Os celulares estão entre os dois grupos, porque em parte desempenham funções biológicas, por exemplo, permitindo que minha voz chegue mais longe e, em parte, apenas sociais, é só lembrarmos da representação de status ligada a certos aparelhos. Ele amplia nossas potencialidades, mas também institui um corte, uma interrupção da natureza. Isso quer dizer que o celular é um objeto paradoxal, que expande os limites do corpo e lhes impõe um fim ao mesmo tempo.

Na sua análise, quais são os principais prejuízos do uso excessivo do smartphone?
Alguém já disse que, quando estamos conectados, não estamos nem presentes nem ausentes. Essas duas posições, presença e ausência, sempre caracterizaram a natureza humana, que agora está sendo alterada pelo surgimento de uma nova possibilidade: conectado.

Sabendo que a interface de alguns sites e aplicativos são projetados para nos manter conectados o maior tempo possível, o problema é a tecnologia ou uso que fazemos dela?
O problema é a tecnologia. Muitas pessoas acham que elas são neutras em si mesmas, e que apenas seu uso é que é bom ou mau. Rubem Alves dizia que isso seria como pensar que um bolo é bom em si mesmo: depende de quem come. Tecnologias, como as redes sociais e o celular, cujo principal objetivo é nos tornar viciados, não podem ser consideradas neutras, afinal elas criaram necessidades que não existiam antes.

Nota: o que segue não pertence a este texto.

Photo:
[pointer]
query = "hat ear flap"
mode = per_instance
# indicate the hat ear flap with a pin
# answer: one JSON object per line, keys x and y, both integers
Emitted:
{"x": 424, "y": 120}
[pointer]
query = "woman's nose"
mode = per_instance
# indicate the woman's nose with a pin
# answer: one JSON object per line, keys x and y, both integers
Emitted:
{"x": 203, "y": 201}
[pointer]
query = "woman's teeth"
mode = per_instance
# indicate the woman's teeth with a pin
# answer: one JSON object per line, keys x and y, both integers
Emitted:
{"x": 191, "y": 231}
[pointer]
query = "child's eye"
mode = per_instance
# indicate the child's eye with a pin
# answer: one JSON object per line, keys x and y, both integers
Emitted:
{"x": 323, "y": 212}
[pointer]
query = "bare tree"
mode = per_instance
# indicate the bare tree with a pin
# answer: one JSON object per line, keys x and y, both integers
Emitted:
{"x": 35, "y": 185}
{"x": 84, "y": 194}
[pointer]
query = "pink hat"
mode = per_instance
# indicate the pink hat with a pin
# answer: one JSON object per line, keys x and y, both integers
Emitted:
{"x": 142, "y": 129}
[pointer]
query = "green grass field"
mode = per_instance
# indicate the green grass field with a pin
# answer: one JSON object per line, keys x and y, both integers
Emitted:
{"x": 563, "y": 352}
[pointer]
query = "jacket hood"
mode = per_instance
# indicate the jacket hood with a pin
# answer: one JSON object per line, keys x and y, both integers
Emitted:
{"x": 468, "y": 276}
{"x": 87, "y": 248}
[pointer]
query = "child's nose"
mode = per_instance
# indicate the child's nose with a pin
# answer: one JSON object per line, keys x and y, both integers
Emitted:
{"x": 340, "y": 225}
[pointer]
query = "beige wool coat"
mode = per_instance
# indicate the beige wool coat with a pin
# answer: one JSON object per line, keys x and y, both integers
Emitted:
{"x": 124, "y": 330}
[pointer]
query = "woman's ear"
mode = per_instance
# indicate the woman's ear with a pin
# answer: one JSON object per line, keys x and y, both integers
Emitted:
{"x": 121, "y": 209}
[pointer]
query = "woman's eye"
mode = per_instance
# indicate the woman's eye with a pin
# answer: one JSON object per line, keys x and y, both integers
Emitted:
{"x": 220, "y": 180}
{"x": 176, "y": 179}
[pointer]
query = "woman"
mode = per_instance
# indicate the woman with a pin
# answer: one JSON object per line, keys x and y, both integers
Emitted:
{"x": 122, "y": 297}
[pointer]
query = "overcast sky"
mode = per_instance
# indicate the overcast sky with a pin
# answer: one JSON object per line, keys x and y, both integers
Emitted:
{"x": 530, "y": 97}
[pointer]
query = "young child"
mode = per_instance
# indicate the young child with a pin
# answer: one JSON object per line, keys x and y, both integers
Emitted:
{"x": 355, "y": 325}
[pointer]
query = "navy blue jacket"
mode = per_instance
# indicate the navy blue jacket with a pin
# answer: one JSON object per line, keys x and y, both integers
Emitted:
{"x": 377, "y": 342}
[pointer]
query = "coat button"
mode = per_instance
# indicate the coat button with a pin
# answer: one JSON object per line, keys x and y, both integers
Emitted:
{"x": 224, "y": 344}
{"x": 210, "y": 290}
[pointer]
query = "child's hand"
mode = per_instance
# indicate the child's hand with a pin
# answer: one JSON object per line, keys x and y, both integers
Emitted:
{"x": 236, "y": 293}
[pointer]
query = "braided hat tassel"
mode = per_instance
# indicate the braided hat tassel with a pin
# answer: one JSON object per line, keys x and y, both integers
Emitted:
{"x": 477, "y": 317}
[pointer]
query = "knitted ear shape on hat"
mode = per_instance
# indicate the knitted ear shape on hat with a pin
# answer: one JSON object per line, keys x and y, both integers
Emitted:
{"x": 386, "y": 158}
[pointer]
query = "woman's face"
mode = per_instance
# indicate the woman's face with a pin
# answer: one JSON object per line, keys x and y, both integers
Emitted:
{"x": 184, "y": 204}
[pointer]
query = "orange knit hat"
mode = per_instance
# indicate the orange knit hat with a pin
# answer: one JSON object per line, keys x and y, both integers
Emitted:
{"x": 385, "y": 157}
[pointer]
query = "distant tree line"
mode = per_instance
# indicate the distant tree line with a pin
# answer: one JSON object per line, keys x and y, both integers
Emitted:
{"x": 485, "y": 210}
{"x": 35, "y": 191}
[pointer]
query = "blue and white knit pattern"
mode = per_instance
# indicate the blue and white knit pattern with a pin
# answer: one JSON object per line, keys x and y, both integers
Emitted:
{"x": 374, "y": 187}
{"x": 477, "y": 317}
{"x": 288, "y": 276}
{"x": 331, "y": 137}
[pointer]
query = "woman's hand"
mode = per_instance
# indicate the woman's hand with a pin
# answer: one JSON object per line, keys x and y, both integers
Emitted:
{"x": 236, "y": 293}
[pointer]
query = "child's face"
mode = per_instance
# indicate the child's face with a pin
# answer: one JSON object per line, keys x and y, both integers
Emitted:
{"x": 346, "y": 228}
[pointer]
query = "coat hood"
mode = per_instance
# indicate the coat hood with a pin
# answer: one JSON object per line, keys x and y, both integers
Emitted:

É bem estudado o fato de que as redes sociais viciam por meio do mesmo mecanismo que drogas recreativas: cada vez que uma postagem minha no Instagram recebe uma curtida, é liberada dopamina no meu cérebro. E, quando isso ocorre, ele precisa de mais para sentir prazer. A gente vai ficando aos poucos viciados – literalmente – nas redes sociais, e querendo passar mais tempo nelas.

Considerando a realidade atual, em que o aparelho é usado para se relacionar, trabalhar, comprar, etc. É possível ter uma “régua” para medir um uso saudável que se aplique à maioria?
Nem sempre percebemos que uma coisa nos faz mal, mas, quando compreendemos que uma coisa nos faz mal é porque ela faz mesmo. Ela reduz nossa capacidade de decidir, nossa liberdade. Se o nosso ideal de vida não corresponde à nossa vida real, alguma coisa precisa ser mudada. Se a gente nota que o celular está fazendo mal é porque está de fato fazendo isso. Existem vários mecanismos que controlam essa compulsão pela conexão, desde programas que você pode baixar, como o Focus Plant, mas várias pesquisas mostram que o melhor modo de controlar a compulsão é deixá-lo em outro cômodo da casa. Em hipótese nenhuma, leve-o para o quarto, e se você está na sala, deixe-o na cozinha.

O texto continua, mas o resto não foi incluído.